The remarks of Mr. Crawford on the finding of stumps and logs of forest-trees in the drained bed of Burnham Water seem to show that Miramar Flat has been under forest at some time in the past. Mr. Crawford was of the opinion that, after the disappearance of the forest, the wind scooped out the bed of Burnham Water. This is hardly probable; but sand-drift from the Lyall Bay side probably formed low sand-ridges or bars, and inland of these the waters of spring and storm became confined until a lagoon resulted. These waters destroyed the forest. It was in this way that ancient forests were destroyed north of Pae-kakariki, and the land between sand-ridges converted into water-logged swamps. When the forest on Miramar Flat was destroyed there were too many roots and stumps and too much humus in the soil for it to be affected by wind-action. The statement that forest containing totara and rimu grew on the Worser Bay face of Seatoun heights is a dubious one. The steep seaward slopes of this vicinity never supported heavy bush. When the early settlers arrived,
Miramar was covered with fern (Pteris) mixed with flax and small scrub, such as koromiko, tutu, &c. There was a patch of light bush in a gully at the head of Miramar Flat, and a few of the smaller trees at various other places. A number of karaka trees along the coast-line would certainly be protected by the Maori. A considerable number of them are still flourishing. Many interesting notes are contained in papers on Miramar Peninsula in volumes 5 and 17 of the Transactions of the New Zealand Institute.

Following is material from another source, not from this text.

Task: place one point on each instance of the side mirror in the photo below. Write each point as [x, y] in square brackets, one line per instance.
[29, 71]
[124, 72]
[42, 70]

We have now seen how Te Whanga-nui-a-Tara, or Port Nicholson, was discovered, explored, settled, and defended. We have seen how courageous neolithic sea-rovers, a thousand years ago, rode down six hundred leagues of rolling sea-roads in their string-tied craft, and opened up the Southern Ocean for all time. We have seen the later-coming adventurers from the far palm-clad isles of eastern Polynesia settle on Motu-kairangi, or Miramar Island, and look down from Te Whetu-kairangi, on the restless waves of Hine-moana and the fair landing of the Turanga-o-Kupe, or Seatoun foreshore. The changing centuries came and went for seven hundred years, until the day dawned when the sons of Tara and Ira saw on the waters of Raukawa the huge canoe of the pale-skinned sea-demons sailing over their ancient sea-roads.